"Niente fretta,
mi raccomando !!" mi sono imposto dopo i primi 3 ascolti del nuovo
cd dei Pendragon, anche perché la prima impressione che ne ho tratto mi
ha indotto a commenti del tipo "Mah, i soliti Pendragon" ed ho
quindi preferito concedermi qualche giorno in più prima di scrivere queste
righe per il timore di stroncare in modo affrettato una delle migliori espressioni
del neo prog rock britannico. Giunto poi al quindicesimo ascolto,
non ho volutamente dimenticato l'impressione negativa iniziale ma ho anche
trovato diversi punti di forza.
L’inizio è affidato
a "If I Were The Wind.." con il solito bellissimo intro di tastiere
e chitarra: grande apertura in chiave molto malinconica. "Not
Of This World" inizia con una cavalcata in perfetto stile Pendragon,
con Nolan e Barrett che duettano in perfetta armonia e si conclude con la
parte 3 ("Green Eyed Angel") molto lenta e cadenzata dalla chitarra
acustica di Nick.
"A Man Of Nomadic
Traits" è strutturalmente molto affine al materiale di "The World",
con diversi cambiamenti di ritmo ed un finale in grande crescendo.
Il problema non è la
qualità dei singoli brani, tutti al di sopra della media e senza cedimenti
di rilievo, ma l’album nella sua globalità. Manca il grande brano, la locomotiva..insomma
l’elemento caratterizzante come "Paintbox" era per "TMO"

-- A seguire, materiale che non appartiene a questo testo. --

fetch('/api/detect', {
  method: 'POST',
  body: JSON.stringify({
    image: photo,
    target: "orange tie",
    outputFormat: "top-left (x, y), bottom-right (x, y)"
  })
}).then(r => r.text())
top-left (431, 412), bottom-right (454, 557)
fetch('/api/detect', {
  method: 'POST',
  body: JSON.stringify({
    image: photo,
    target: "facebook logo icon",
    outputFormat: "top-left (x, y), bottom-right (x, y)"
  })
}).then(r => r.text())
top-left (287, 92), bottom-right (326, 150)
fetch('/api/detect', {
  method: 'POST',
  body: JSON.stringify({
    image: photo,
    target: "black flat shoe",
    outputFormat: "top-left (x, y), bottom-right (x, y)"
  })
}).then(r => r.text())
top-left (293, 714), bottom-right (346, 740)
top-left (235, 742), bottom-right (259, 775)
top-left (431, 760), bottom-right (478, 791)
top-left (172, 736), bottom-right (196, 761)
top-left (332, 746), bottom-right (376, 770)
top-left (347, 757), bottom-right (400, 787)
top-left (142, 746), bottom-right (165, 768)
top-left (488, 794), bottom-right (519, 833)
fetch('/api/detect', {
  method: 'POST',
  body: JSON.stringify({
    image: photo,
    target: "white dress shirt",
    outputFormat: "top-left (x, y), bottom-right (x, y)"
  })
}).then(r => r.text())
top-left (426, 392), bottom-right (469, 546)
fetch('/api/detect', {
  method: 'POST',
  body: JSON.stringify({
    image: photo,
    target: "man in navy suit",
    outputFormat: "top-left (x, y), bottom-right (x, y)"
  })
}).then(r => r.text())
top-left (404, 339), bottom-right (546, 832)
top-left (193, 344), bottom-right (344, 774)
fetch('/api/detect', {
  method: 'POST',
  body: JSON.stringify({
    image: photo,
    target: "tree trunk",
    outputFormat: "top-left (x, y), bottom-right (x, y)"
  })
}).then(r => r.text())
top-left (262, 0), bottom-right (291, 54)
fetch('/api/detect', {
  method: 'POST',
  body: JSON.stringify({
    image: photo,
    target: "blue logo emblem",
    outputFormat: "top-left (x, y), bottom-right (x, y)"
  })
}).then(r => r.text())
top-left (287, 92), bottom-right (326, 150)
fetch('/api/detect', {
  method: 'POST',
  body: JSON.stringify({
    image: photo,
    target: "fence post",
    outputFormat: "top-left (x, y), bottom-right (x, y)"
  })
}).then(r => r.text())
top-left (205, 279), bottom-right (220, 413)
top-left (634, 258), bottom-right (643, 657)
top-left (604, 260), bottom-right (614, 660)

e "Nostradamus" per "TWOL". Mi sembrano prigionieri
del loro sound, non sono riusciti ad evolversi nel corso degli anni, per
cui il prodotto finale risulta troppo prevedibile. In "World's End"
viene ripreso il tema dell'introduzione e sviluppato in modo egregio: ne
esce una song in stile "Am I Really Losing.." molto bella ed intensa.
L'album si chiude come meglio non poteva fare con due versioni acustiche
di due splendide canzoni come "Paint Box" e "King Of The
Castle": maiuscole.
Insomma è un album
che farà certamente la felicità di tutti coloro che ancora non hanno avuto
l'opportunità di ascoltare i Pendragon, chi invece li conosce da tempo non
può stroncarlo impietosamente, ma neanche esaltarlo troppo.